But I can't see how this could be useful because the @contexts are not meant to describe JSON Schema document's members but JSON instance's ones. Also, one has carry the structure of JSON Schema onto the JSON instance to map a context to its member; maybe it's not a big deal in practice but it's a bit awkward (still this coupling between validation and semantics)...

Did you have something different in mind?

(In fact, I now wonder if the proposal of allowing @-members in JSON instances is actually a good idea...)

dlax commented 7 years ago

@vcharpenay Here's another proposal to convey semantics in JSON Schema by making use of Hyper-Schema links:

{
  "type": "object",
  "properties": {
    "prop1": {
      "type": "array",
      "items": {
        "type": "number"
      },
      "minItem": "3",
      "maxItem": "3",
      "links": [
        {
          "rel": "http://www.w3.org/ns/json-ld#context",
          "href": "http://example.org/vocab#Acceleration"
        }
      ]
    }
  }
}

By having a link description object directly attached to a sub-schema (and not to the global schema), it seems pretty close to the modelReference initially suggested. The source resource of each link is a member of the JSON instance (i.e. prop1 in example), so this is readily machine-resolvable. I think this is also pretty self-contained/optimized from the developer point of view.

handrews commented 7 years ago

The Thing Description should be a document that would allow for both validation and semantic processing of JSON data. The former requires a JSON schema, the latter a JSON-LD context. We could of course provide them separately.

@vcharpenay I think we're just using slightly different meanings of "attach" and "separately" here :-) Let me try to come at this a different way:

The only interaction I see here is that you are using JSON Schema (in addition to its usual validation functionality) to determine which parts of the instance should be processed by a given bit of JSON-LD. In your example, you are putting your annotations under specific properties within a JSON Schema "properties" object, indicating which annotations apply to which properties. You could theoretically do the same thing with array elements, or use constructs like "oneOf" to conditionally apply different annotations depending on the instance's run-time structure.

This is also how JSON Hyper-Schema makes use of the JSON Schema validation keywords: http://json-schema.org/latest/json-schema-hypermedia.html#rfc.section.3.1

Is that correct? Are there any other interactions between JSON-LD and JSON Schema that are desired?

handrews commented 7 years ago

@dlax I've tried to sell the WoT folks on JSON Hyper-Schema, but so far they aren't biting :-)

dlax commented 7 years ago

@dlax I've tried to sell the WoT folks on JSON Hyper-Schema, but so far they aren't biting :-)

Hm, okay, didn't know that... On the other hand, from https://w3c.github.io/wot-thing-description/#interaction-patterns, it seems that they're already using hypermedia links in the Thing Description.

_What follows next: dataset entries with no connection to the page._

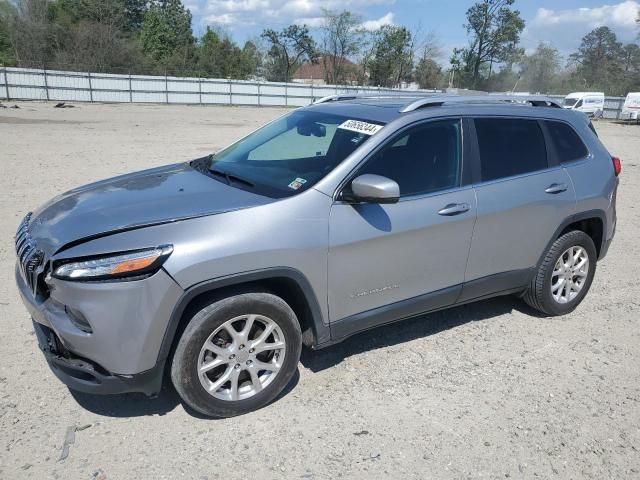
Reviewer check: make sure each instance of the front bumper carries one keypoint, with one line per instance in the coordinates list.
(83, 375)
(119, 352)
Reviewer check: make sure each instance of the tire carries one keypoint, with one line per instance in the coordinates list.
(254, 387)
(541, 295)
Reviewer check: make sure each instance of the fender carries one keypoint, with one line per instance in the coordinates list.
(321, 333)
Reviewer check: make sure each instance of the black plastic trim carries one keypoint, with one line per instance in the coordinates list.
(394, 312)
(500, 282)
(603, 247)
(320, 330)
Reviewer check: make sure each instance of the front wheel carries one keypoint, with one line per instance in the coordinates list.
(565, 275)
(237, 354)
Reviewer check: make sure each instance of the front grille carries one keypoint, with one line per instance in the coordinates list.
(30, 258)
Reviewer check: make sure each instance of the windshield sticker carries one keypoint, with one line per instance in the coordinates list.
(360, 127)
(297, 183)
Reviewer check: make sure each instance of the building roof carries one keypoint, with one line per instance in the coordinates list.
(319, 70)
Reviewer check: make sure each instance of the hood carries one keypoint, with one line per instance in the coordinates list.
(140, 199)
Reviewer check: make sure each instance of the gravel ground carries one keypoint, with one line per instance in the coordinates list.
(488, 390)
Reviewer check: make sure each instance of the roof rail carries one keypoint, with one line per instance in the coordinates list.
(334, 98)
(439, 100)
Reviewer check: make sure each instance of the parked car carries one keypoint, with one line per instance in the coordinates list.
(335, 218)
(590, 103)
(631, 107)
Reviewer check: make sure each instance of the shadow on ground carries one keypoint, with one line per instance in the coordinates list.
(136, 405)
(139, 405)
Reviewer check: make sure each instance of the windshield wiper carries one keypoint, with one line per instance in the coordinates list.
(230, 177)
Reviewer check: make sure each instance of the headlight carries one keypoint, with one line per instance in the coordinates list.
(141, 262)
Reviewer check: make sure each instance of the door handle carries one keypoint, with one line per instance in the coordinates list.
(556, 188)
(454, 209)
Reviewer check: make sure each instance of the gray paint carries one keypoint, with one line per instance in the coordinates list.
(128, 319)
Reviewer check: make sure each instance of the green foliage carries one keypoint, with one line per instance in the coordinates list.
(539, 71)
(288, 49)
(7, 57)
(341, 39)
(599, 61)
(166, 31)
(494, 30)
(391, 59)
(428, 74)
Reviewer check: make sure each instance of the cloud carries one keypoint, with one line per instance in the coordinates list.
(376, 24)
(565, 28)
(274, 13)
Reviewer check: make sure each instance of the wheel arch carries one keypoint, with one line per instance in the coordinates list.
(591, 222)
(289, 284)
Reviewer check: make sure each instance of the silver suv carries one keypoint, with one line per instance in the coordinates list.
(335, 218)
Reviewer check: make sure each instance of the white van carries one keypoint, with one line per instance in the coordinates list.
(590, 103)
(631, 107)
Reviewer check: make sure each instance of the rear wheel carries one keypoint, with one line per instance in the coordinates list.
(237, 354)
(565, 275)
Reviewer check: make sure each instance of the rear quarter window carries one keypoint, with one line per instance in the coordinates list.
(568, 144)
(510, 146)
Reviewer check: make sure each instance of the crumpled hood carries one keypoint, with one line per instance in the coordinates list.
(145, 198)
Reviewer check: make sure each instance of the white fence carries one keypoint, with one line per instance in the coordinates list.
(56, 85)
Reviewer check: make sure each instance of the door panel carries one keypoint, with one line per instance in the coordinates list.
(381, 254)
(516, 219)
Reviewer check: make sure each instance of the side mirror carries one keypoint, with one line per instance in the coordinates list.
(371, 188)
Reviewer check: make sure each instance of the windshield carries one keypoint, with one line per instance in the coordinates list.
(290, 154)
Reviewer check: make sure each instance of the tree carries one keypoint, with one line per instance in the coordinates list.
(251, 59)
(631, 66)
(166, 31)
(135, 11)
(539, 71)
(288, 49)
(390, 61)
(428, 73)
(30, 33)
(341, 39)
(494, 30)
(6, 51)
(599, 61)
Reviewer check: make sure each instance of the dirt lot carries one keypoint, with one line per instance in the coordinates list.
(487, 390)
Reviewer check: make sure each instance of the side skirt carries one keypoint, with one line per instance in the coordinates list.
(488, 287)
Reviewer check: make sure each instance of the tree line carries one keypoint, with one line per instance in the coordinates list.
(156, 37)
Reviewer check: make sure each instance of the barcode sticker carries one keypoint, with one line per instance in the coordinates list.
(360, 127)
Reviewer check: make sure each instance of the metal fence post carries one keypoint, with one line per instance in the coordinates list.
(90, 88)
(166, 86)
(46, 83)
(6, 84)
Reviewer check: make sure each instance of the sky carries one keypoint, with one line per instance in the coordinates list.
(563, 23)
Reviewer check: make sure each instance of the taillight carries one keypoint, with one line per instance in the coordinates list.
(617, 166)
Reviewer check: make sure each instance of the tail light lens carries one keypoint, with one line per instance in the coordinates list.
(617, 166)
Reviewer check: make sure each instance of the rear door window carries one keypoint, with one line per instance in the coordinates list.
(510, 146)
(568, 145)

So it's not obvious why semantics information couldn't be conveyed in the same manner.

vcharpenay commented 7 years ago

We've come to a (temporary) conclusion within our group and will try it in our next PlugFest (2017/07). I summarized it here: w3c/wot-thing-description#5.

We will most likely re-open this issue at a later time and invite you to a joint meeting for a detailed discussion. Is anyone of you, by chance, at the workshop organized by the IRTF T2T group in Prague (WISHI)?

chrispauley commented 6 years ago

+1 To adding JSON-LD vocabulary for semantics. JSON Hyper-Schema vocabulary is for hypermedia linking.

In our integration use cases we need to point to competencies defined in different taxonomies and we need to point to, or include, signed credentials. Semantics in an instance document would enable validating that we have a "correct one of those things."

-Chris Pauley Member of HR Open Standards and part of the Credentialing Ecosystem Mapping Project http://connectingcredentials.org/

surruk51 commented 5 years ago

I have a use case, (simply wanting to pass extra information about how data should be presented on a web page e.g. SELECT vs DATALIST, INPUT TYPE=TEXT vs TEXTAREA etc) and I am trying to see how I can use JSON-Schema to do this in a standards compliant way.

Do I use the JSON-LD context vocabulary to define additional terms, or is it better to create a superset of the JSON-Schema to meet my needs. Or has someone somewhere already buttoned down this particular use case in an accepted way that I have so far failed to find.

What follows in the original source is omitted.